My dataset looks like this:
Country | year | poverty rate | sales |
---|---|---|---|
Austria | 1950 | 0.54 | 142 |
Austria | 1951 | 0.32 | 12441 |
Austria | 1952 | 0.32 | 12441 |
Bangladesh | 1950 | 0.11 | 142123123 |
Bangladesh | 1951 | 0.52 | 1234 |
Bangladesh | 1952 | 0.32 | 12441 |
Sri Lanka | 1950 | 0.95 | 4215 |
Sri Lanka | 1951 | 0.21 | 142421 |
Sri Lanka | 1952 | 0.32 | 12441 |
I want to do tsset
so that I can (for example) create a new variable for change in sales per year for each country. When I try to do tsset country year
, I see "repeated time values within panel". How can I create a new variable that is change in sales per year for each country and year? I have more variables so I would want to be able to specify the variable.
country
looks like a string variable from here, but if it were then
tsset country year
would fail for that reason. So, suppose country
is a numeric variable with value labels.

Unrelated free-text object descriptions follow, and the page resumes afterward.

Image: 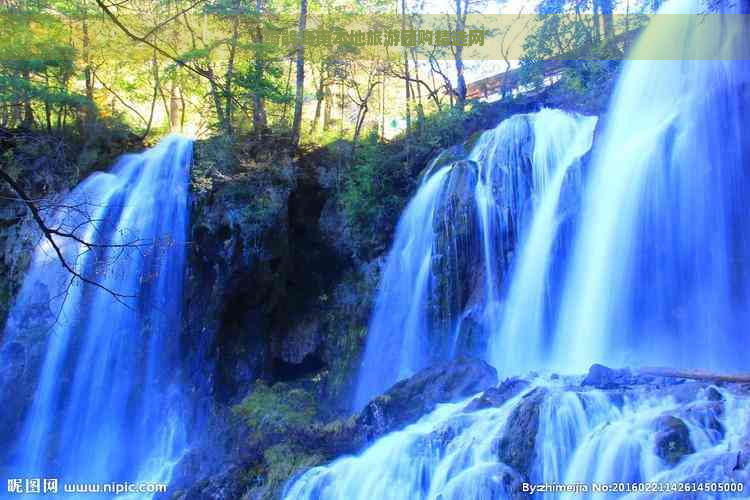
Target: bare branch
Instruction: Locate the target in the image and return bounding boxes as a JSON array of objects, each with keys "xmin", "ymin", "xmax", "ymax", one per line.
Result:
[{"xmin": 0, "ymin": 168, "xmax": 135, "ymax": 306}]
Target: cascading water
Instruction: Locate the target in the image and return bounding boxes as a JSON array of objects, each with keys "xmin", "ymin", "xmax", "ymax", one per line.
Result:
[
  {"xmin": 477, "ymin": 111, "xmax": 597, "ymax": 373},
  {"xmin": 0, "ymin": 135, "xmax": 192, "ymax": 496},
  {"xmin": 290, "ymin": 0, "xmax": 750, "ymax": 496},
  {"xmin": 354, "ymin": 165, "xmax": 455, "ymax": 409},
  {"xmin": 550, "ymin": 0, "xmax": 750, "ymax": 371},
  {"xmin": 355, "ymin": 109, "xmax": 597, "ymax": 408},
  {"xmin": 287, "ymin": 377, "xmax": 750, "ymax": 500}
]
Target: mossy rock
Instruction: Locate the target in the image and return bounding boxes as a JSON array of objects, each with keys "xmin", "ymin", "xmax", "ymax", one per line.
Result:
[
  {"xmin": 262, "ymin": 444, "xmax": 325, "ymax": 496},
  {"xmin": 233, "ymin": 381, "xmax": 318, "ymax": 433}
]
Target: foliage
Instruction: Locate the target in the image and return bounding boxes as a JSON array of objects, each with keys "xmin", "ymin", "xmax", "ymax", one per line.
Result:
[
  {"xmin": 338, "ymin": 132, "xmax": 414, "ymax": 258},
  {"xmin": 337, "ymin": 100, "xmax": 500, "ymax": 259}
]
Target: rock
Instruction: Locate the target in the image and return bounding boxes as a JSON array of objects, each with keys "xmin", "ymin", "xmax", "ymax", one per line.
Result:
[
  {"xmin": 464, "ymin": 378, "xmax": 529, "ymax": 412},
  {"xmin": 706, "ymin": 386, "xmax": 724, "ymax": 401},
  {"xmin": 175, "ymin": 464, "xmax": 248, "ymax": 500},
  {"xmin": 434, "ymin": 462, "xmax": 526, "ymax": 500},
  {"xmin": 280, "ymin": 317, "xmax": 321, "ymax": 365},
  {"xmin": 497, "ymin": 387, "xmax": 547, "ymax": 477},
  {"xmin": 653, "ymin": 415, "xmax": 695, "ymax": 464},
  {"xmin": 582, "ymin": 363, "xmax": 636, "ymax": 389},
  {"xmin": 356, "ymin": 356, "xmax": 498, "ymax": 442},
  {"xmin": 430, "ymin": 160, "xmax": 482, "ymax": 359},
  {"xmin": 678, "ymin": 401, "xmax": 725, "ymax": 440},
  {"xmin": 292, "ymin": 356, "xmax": 499, "ymax": 459}
]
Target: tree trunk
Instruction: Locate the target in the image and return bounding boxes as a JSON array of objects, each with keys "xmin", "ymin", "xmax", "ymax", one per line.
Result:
[
  {"xmin": 411, "ymin": 47, "xmax": 425, "ymax": 134},
  {"xmin": 44, "ymin": 71, "xmax": 52, "ymax": 131},
  {"xmin": 592, "ymin": 1, "xmax": 601, "ymax": 43},
  {"xmin": 636, "ymin": 367, "xmax": 750, "ymax": 384},
  {"xmin": 207, "ymin": 65, "xmax": 226, "ymax": 129},
  {"xmin": 21, "ymin": 67, "xmax": 35, "ymax": 128},
  {"xmin": 291, "ymin": 0, "xmax": 308, "ymax": 147},
  {"xmin": 353, "ymin": 104, "xmax": 368, "ymax": 146},
  {"xmin": 81, "ymin": 6, "xmax": 95, "ymax": 131},
  {"xmin": 598, "ymin": 0, "xmax": 614, "ymax": 40},
  {"xmin": 310, "ymin": 75, "xmax": 325, "ymax": 134},
  {"xmin": 169, "ymin": 79, "xmax": 180, "ymax": 132},
  {"xmin": 252, "ymin": 0, "xmax": 268, "ymax": 133},
  {"xmin": 454, "ymin": 0, "xmax": 468, "ymax": 112},
  {"xmin": 225, "ymin": 5, "xmax": 240, "ymax": 134},
  {"xmin": 323, "ymin": 89, "xmax": 332, "ymax": 131},
  {"xmin": 401, "ymin": 0, "xmax": 412, "ymax": 134}
]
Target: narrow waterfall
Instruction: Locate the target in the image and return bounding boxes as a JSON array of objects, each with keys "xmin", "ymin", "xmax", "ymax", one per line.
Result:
[
  {"xmin": 551, "ymin": 0, "xmax": 750, "ymax": 371},
  {"xmin": 354, "ymin": 166, "xmax": 455, "ymax": 409},
  {"xmin": 478, "ymin": 110, "xmax": 597, "ymax": 373},
  {"xmin": 0, "ymin": 135, "xmax": 192, "ymax": 493},
  {"xmin": 355, "ymin": 109, "xmax": 597, "ymax": 408}
]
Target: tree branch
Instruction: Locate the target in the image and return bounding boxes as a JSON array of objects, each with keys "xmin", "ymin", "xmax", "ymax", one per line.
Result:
[{"xmin": 0, "ymin": 168, "xmax": 134, "ymax": 305}]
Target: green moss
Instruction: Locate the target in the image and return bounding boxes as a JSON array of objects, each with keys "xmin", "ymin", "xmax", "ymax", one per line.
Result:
[
  {"xmin": 263, "ymin": 444, "xmax": 325, "ymax": 496},
  {"xmin": 232, "ymin": 381, "xmax": 318, "ymax": 430}
]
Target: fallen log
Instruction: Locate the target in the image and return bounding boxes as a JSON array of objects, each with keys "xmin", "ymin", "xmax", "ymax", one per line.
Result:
[{"xmin": 635, "ymin": 367, "xmax": 750, "ymax": 384}]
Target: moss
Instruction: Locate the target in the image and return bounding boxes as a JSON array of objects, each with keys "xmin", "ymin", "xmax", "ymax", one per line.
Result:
[
  {"xmin": 232, "ymin": 381, "xmax": 318, "ymax": 431},
  {"xmin": 262, "ymin": 444, "xmax": 325, "ymax": 497}
]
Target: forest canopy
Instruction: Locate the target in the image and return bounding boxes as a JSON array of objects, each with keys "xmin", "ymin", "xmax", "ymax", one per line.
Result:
[{"xmin": 0, "ymin": 0, "xmax": 658, "ymax": 144}]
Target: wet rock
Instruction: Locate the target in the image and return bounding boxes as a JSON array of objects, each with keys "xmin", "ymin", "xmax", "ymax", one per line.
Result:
[
  {"xmin": 173, "ymin": 464, "xmax": 248, "ymax": 500},
  {"xmin": 356, "ymin": 356, "xmax": 498, "ymax": 442},
  {"xmin": 430, "ymin": 160, "xmax": 482, "ymax": 359},
  {"xmin": 653, "ymin": 415, "xmax": 695, "ymax": 464},
  {"xmin": 435, "ymin": 462, "xmax": 526, "ymax": 500},
  {"xmin": 706, "ymin": 386, "xmax": 724, "ymax": 401},
  {"xmin": 679, "ymin": 401, "xmax": 725, "ymax": 440},
  {"xmin": 465, "ymin": 378, "xmax": 530, "ymax": 412},
  {"xmin": 497, "ymin": 387, "xmax": 547, "ymax": 477},
  {"xmin": 582, "ymin": 363, "xmax": 636, "ymax": 389}
]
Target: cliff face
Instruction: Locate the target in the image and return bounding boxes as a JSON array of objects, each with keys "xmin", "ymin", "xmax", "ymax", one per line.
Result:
[{"xmin": 183, "ymin": 142, "xmax": 379, "ymax": 411}]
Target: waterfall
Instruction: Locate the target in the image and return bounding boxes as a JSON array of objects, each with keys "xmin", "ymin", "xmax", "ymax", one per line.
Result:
[
  {"xmin": 0, "ymin": 135, "xmax": 192, "ymax": 495},
  {"xmin": 355, "ymin": 109, "xmax": 596, "ymax": 408},
  {"xmin": 354, "ymin": 166, "xmax": 454, "ymax": 409},
  {"xmin": 286, "ymin": 378, "xmax": 750, "ymax": 500},
  {"xmin": 551, "ymin": 0, "xmax": 750, "ymax": 372},
  {"xmin": 479, "ymin": 110, "xmax": 597, "ymax": 373},
  {"xmin": 290, "ymin": 0, "xmax": 750, "ymax": 495}
]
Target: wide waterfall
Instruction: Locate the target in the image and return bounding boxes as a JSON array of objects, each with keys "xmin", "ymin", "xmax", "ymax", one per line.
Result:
[
  {"xmin": 355, "ymin": 109, "xmax": 597, "ymax": 408},
  {"xmin": 287, "ymin": 0, "xmax": 750, "ymax": 496},
  {"xmin": 551, "ymin": 0, "xmax": 750, "ymax": 371},
  {"xmin": 0, "ymin": 135, "xmax": 192, "ymax": 495}
]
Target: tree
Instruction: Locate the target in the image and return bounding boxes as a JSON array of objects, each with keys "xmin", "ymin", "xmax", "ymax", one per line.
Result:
[{"xmin": 291, "ymin": 0, "xmax": 307, "ymax": 147}]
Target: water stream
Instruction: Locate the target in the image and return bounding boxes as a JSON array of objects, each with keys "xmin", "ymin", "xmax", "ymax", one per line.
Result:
[{"xmin": 0, "ymin": 135, "xmax": 193, "ymax": 496}]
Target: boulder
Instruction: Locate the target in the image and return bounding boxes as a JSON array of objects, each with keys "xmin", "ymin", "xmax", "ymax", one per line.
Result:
[
  {"xmin": 582, "ymin": 363, "xmax": 636, "ymax": 389},
  {"xmin": 430, "ymin": 160, "xmax": 482, "ymax": 359},
  {"xmin": 653, "ymin": 415, "xmax": 695, "ymax": 465},
  {"xmin": 293, "ymin": 356, "xmax": 499, "ymax": 458},
  {"xmin": 464, "ymin": 378, "xmax": 530, "ymax": 412},
  {"xmin": 356, "ymin": 356, "xmax": 498, "ymax": 442},
  {"xmin": 496, "ymin": 387, "xmax": 547, "ymax": 478}
]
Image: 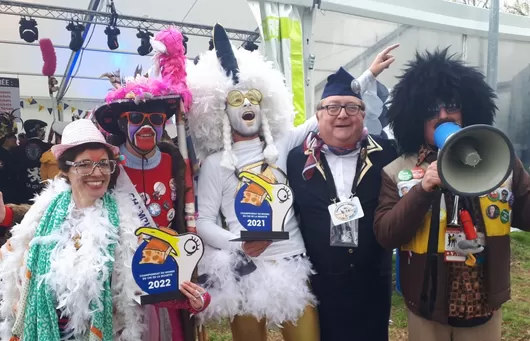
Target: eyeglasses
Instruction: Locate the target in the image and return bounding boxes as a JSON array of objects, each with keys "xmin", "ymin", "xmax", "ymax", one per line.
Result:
[
  {"xmin": 319, "ymin": 104, "xmax": 363, "ymax": 116},
  {"xmin": 120, "ymin": 112, "xmax": 167, "ymax": 126},
  {"xmin": 427, "ymin": 100, "xmax": 461, "ymax": 115},
  {"xmin": 226, "ymin": 89, "xmax": 263, "ymax": 107},
  {"xmin": 66, "ymin": 159, "xmax": 117, "ymax": 176}
]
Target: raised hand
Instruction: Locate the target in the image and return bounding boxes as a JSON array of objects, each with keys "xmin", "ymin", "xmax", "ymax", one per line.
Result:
[{"xmin": 369, "ymin": 43, "xmax": 400, "ymax": 77}]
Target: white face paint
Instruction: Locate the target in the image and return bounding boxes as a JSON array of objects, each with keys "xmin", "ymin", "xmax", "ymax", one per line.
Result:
[{"xmin": 226, "ymin": 93, "xmax": 262, "ymax": 137}]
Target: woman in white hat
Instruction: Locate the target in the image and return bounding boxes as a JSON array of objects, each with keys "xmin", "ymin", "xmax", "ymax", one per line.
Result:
[{"xmin": 0, "ymin": 119, "xmax": 209, "ymax": 341}]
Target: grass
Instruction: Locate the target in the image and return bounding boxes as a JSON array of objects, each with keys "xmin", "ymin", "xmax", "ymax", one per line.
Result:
[{"xmin": 204, "ymin": 232, "xmax": 530, "ymax": 341}]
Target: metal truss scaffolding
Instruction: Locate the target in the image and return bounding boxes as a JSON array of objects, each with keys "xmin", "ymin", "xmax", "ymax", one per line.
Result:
[{"xmin": 0, "ymin": 0, "xmax": 261, "ymax": 42}]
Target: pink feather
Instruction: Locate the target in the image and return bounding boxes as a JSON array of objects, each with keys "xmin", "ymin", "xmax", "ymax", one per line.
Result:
[
  {"xmin": 104, "ymin": 27, "xmax": 193, "ymax": 113},
  {"xmin": 153, "ymin": 27, "xmax": 192, "ymax": 112},
  {"xmin": 39, "ymin": 38, "xmax": 57, "ymax": 77}
]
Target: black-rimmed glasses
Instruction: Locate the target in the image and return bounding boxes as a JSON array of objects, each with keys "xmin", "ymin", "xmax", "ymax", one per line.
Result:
[
  {"xmin": 66, "ymin": 159, "xmax": 117, "ymax": 176},
  {"xmin": 319, "ymin": 104, "xmax": 363, "ymax": 116}
]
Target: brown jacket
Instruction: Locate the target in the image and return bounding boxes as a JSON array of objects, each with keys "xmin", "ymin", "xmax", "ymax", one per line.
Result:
[{"xmin": 374, "ymin": 154, "xmax": 530, "ymax": 325}]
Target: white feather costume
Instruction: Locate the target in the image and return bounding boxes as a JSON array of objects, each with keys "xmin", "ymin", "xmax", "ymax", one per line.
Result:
[
  {"xmin": 186, "ymin": 24, "xmax": 318, "ymax": 327},
  {"xmin": 0, "ymin": 178, "xmax": 145, "ymax": 341}
]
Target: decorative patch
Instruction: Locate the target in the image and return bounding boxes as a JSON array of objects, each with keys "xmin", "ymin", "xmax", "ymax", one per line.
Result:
[{"xmin": 24, "ymin": 143, "xmax": 41, "ymax": 161}]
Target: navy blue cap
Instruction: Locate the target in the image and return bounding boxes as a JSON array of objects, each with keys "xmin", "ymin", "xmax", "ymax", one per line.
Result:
[{"xmin": 321, "ymin": 67, "xmax": 361, "ymax": 100}]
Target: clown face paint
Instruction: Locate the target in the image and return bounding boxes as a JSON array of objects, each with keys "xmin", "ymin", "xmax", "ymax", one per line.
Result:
[
  {"xmin": 226, "ymin": 89, "xmax": 263, "ymax": 137},
  {"xmin": 122, "ymin": 112, "xmax": 166, "ymax": 153}
]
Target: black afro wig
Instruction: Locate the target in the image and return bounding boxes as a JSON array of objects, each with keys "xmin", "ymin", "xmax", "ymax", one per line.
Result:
[{"xmin": 388, "ymin": 47, "xmax": 497, "ymax": 155}]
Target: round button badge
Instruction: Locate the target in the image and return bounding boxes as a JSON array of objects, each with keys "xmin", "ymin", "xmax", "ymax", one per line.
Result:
[
  {"xmin": 411, "ymin": 167, "xmax": 425, "ymax": 179},
  {"xmin": 398, "ymin": 169, "xmax": 413, "ymax": 182},
  {"xmin": 148, "ymin": 203, "xmax": 162, "ymax": 217},
  {"xmin": 154, "ymin": 182, "xmax": 167, "ymax": 196},
  {"xmin": 167, "ymin": 208, "xmax": 175, "ymax": 222}
]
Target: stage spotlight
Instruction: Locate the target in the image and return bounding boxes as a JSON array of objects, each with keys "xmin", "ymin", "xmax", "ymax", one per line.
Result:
[
  {"xmin": 136, "ymin": 29, "xmax": 153, "ymax": 56},
  {"xmin": 105, "ymin": 26, "xmax": 120, "ymax": 50},
  {"xmin": 19, "ymin": 17, "xmax": 38, "ymax": 43},
  {"xmin": 66, "ymin": 22, "xmax": 85, "ymax": 52},
  {"xmin": 242, "ymin": 40, "xmax": 259, "ymax": 52},
  {"xmin": 182, "ymin": 34, "xmax": 189, "ymax": 55}
]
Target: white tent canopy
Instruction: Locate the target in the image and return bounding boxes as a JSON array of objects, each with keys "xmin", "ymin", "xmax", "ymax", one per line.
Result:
[{"xmin": 2, "ymin": 0, "xmax": 530, "ymax": 155}]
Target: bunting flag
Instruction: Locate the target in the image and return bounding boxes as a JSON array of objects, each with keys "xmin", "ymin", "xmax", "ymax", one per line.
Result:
[{"xmin": 18, "ymin": 97, "xmax": 92, "ymax": 118}]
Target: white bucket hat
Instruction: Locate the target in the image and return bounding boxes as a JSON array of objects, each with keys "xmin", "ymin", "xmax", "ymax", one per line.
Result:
[{"xmin": 51, "ymin": 119, "xmax": 120, "ymax": 159}]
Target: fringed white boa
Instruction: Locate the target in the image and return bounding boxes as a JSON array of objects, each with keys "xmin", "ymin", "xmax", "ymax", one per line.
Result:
[
  {"xmin": 196, "ymin": 246, "xmax": 317, "ymax": 326},
  {"xmin": 0, "ymin": 179, "xmax": 145, "ymax": 341}
]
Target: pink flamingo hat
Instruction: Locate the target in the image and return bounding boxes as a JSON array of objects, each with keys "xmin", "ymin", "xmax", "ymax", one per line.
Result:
[{"xmin": 94, "ymin": 27, "xmax": 192, "ymax": 135}]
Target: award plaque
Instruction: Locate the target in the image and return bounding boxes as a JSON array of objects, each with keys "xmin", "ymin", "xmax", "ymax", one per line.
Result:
[
  {"xmin": 231, "ymin": 170, "xmax": 292, "ymax": 242},
  {"xmin": 132, "ymin": 226, "xmax": 204, "ymax": 305}
]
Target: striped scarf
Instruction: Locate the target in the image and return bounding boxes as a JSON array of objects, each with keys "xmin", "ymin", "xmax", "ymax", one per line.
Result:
[
  {"xmin": 14, "ymin": 190, "xmax": 119, "ymax": 341},
  {"xmin": 302, "ymin": 129, "xmax": 368, "ymax": 180}
]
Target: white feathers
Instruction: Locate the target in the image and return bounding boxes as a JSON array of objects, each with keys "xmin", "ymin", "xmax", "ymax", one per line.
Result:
[
  {"xmin": 187, "ymin": 48, "xmax": 295, "ymax": 161},
  {"xmin": 196, "ymin": 248, "xmax": 316, "ymax": 326},
  {"xmin": 35, "ymin": 202, "xmax": 119, "ymax": 339},
  {"xmin": 0, "ymin": 178, "xmax": 146, "ymax": 340}
]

Then it is essential to follow up the report of repeated observations with say
duplicates list country year
duplicates tag country year, gen(tag)
edit if tag
Then the next step depends on what you see, for example:
The duplicates are just junk with missing values on one of those variables. drop
the junk.
Accidental duplicate observations. drop
the duplicates.
Something more serious.
See also FAQ https://www.stata.com/support/faqs/data-management/repeated-time-values/